長年、合気道を稽古してくると、これまでいかに地に着いた稽古をしてこなかったかに気付いてくる。そのひとつが、合気道というものをやっているのに、よく考えてみると、「合気道」とは何か、また「合気」とは何か、「道」とは何かなどがよく分かっていないばかりか、真剣に研究したこともないことに気付く。

これまで真剣に「合気道」、「合気」、「道」を考えなかったのは、はじめはなんとなく分かったつもりでいたし、分かってないと気付いてから分かろうとしても、今度は難しそうなので後回しにしてきたのだろう。半世紀近くも稽古をしているのだから、そろそろこの辺で考えてみる必要があるだろう。しかし、「合気」と「合気道」はまだまだ分かりそうにないので、今回はとりあえず「道」に絞って、「道」から考えてみたいと思う。

「道」という語は、柔道、剣道、弓道、古武道などなど、武道の世界では頻繁につかわれているから、「道」には武道としての一般的な定義があるはずだ。例えば、「一つの物事を通じて、生き様や真理の追究を体現することや自己の精神の修練を行う事である」などと辞書には書かれている。武道には柔道、剣道、弓道などいろいろな武道があるが、武道には武道としての共通の目標があって、武道家は誰もが意識または無意識でそのような事を追求しているように思われる。

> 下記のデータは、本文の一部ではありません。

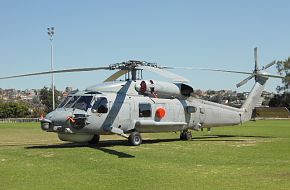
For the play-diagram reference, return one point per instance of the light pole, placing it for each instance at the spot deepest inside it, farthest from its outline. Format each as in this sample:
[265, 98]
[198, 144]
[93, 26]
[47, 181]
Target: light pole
[51, 33]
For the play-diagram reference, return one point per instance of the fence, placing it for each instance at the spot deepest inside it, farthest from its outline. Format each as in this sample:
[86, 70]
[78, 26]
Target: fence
[18, 120]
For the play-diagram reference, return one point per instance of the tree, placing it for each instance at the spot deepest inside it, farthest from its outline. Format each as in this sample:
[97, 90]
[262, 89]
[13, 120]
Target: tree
[283, 68]
[282, 99]
[46, 98]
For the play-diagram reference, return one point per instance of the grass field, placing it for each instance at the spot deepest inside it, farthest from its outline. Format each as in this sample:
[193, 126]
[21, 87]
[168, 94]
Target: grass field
[255, 155]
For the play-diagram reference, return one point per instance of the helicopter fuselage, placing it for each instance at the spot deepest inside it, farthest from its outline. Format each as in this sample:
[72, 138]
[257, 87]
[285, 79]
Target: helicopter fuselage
[120, 108]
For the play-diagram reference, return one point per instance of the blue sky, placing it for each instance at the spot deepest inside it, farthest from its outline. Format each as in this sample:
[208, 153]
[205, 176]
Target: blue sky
[213, 34]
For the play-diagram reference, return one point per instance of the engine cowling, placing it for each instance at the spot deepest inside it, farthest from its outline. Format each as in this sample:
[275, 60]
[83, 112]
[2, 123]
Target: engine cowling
[163, 89]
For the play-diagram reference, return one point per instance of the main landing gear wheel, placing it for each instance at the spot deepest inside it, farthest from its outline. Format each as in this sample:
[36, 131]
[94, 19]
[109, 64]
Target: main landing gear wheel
[95, 140]
[185, 135]
[135, 139]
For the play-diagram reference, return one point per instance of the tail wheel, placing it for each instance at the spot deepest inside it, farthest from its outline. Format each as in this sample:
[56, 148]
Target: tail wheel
[135, 139]
[95, 139]
[186, 135]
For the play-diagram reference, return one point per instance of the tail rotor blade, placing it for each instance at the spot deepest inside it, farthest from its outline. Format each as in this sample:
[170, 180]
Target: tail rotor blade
[244, 81]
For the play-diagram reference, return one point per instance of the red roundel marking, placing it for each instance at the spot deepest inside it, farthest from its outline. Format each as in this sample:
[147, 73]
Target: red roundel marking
[160, 112]
[143, 87]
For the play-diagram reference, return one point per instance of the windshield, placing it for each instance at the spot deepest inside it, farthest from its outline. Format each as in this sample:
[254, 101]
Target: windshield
[64, 101]
[83, 103]
[77, 102]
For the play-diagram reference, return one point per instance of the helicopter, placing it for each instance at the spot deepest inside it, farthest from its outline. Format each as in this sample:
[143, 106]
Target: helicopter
[135, 105]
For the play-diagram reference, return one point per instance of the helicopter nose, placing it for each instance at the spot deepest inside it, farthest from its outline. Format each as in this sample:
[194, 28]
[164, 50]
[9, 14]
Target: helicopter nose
[55, 120]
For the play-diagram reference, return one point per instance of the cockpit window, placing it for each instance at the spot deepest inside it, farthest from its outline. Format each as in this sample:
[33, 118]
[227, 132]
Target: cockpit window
[64, 101]
[71, 101]
[77, 102]
[83, 103]
[100, 106]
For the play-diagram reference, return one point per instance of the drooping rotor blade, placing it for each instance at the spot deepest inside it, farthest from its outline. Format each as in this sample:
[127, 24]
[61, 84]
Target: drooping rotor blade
[242, 72]
[116, 75]
[244, 81]
[57, 71]
[269, 65]
[164, 73]
[227, 71]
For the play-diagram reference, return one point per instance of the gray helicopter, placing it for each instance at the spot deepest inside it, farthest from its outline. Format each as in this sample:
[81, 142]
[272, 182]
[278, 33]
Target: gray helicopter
[135, 105]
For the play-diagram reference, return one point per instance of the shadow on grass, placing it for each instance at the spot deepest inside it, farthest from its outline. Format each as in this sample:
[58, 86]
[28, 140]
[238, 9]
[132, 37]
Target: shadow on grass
[106, 145]
[102, 147]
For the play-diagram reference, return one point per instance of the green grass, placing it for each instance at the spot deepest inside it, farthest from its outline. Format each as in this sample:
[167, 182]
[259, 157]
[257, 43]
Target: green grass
[255, 155]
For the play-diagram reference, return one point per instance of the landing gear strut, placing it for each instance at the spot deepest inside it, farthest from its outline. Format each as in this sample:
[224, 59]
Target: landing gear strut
[135, 139]
[95, 140]
[186, 135]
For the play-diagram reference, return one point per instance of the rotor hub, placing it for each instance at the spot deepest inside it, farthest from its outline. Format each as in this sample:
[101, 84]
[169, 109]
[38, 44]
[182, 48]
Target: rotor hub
[131, 65]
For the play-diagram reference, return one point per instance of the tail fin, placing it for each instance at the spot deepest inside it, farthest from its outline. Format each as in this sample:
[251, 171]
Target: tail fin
[253, 98]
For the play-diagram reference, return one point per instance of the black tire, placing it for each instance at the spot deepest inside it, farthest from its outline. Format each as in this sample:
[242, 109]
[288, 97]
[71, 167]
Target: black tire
[95, 140]
[188, 136]
[182, 136]
[135, 139]
[185, 135]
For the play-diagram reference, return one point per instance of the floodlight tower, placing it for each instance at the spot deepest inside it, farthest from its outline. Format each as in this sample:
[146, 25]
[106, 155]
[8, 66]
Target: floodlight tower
[50, 32]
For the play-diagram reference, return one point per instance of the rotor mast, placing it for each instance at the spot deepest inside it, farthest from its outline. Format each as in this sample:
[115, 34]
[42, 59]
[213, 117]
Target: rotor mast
[132, 68]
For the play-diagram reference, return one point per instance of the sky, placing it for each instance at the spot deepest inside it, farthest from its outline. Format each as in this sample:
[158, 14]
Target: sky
[209, 34]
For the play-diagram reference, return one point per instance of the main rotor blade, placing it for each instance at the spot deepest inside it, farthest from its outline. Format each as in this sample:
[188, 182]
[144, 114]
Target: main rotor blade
[244, 81]
[164, 73]
[116, 75]
[256, 58]
[269, 65]
[57, 71]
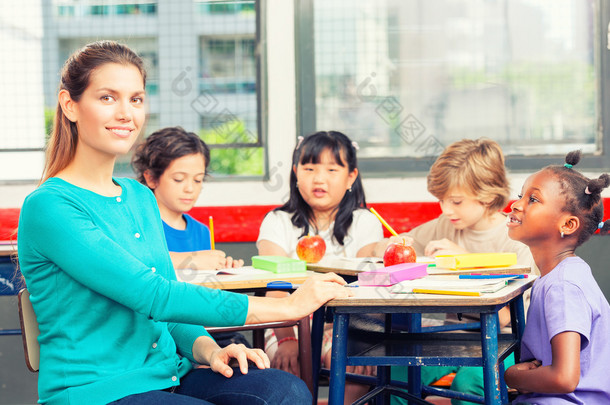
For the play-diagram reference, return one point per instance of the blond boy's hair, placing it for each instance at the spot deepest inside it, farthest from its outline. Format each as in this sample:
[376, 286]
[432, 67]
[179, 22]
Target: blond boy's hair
[476, 167]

「道」を説いた中国の思想家である老子は、宇宙の原則を道といっている。また、中国の道教では、道とは宇宙と人生の根元的な不滅の真理を指すという。このようなことから、道は自然とか、老子がいう無為と同義であり、道は真理ということになるだろう。とすると、武道家の道も、この自然、真理の道ということにもなるだろう。

合気道も武道であるが、合気道をつくられた開祖の植芝盛平翁は、この宇宙の原則、原理の道を次のように説明されている。「道というのは、丁度、体内に血が巡っているように、神の大御心と全く一つになって離れず、大御心を実際に行じていくことをいうのである。神の大御心から少しでも離れたら、それは道にならない。」(合気真髄)

合気道は、道である。道は、宇宙の原則・原理の道である。宇宙の真理を見つけ、宇宙の法則に則って、進んでいかなければならないことになる。合気道の技は宇宙の法則に則っているので、技を真の技としてつかうためには、法則に則った体の遣い方からなる動きにならなければならない。

宇宙の法則に則らず、道にのらなかったり、道から外れたりすれば、行き詰ったり、違う方向に行ってしまい、真の追及が出来なくなる。道にのって行けば、少しづつであろうが徐々に目標に近づくし、新しい発見と感動が連続的にあるはずである。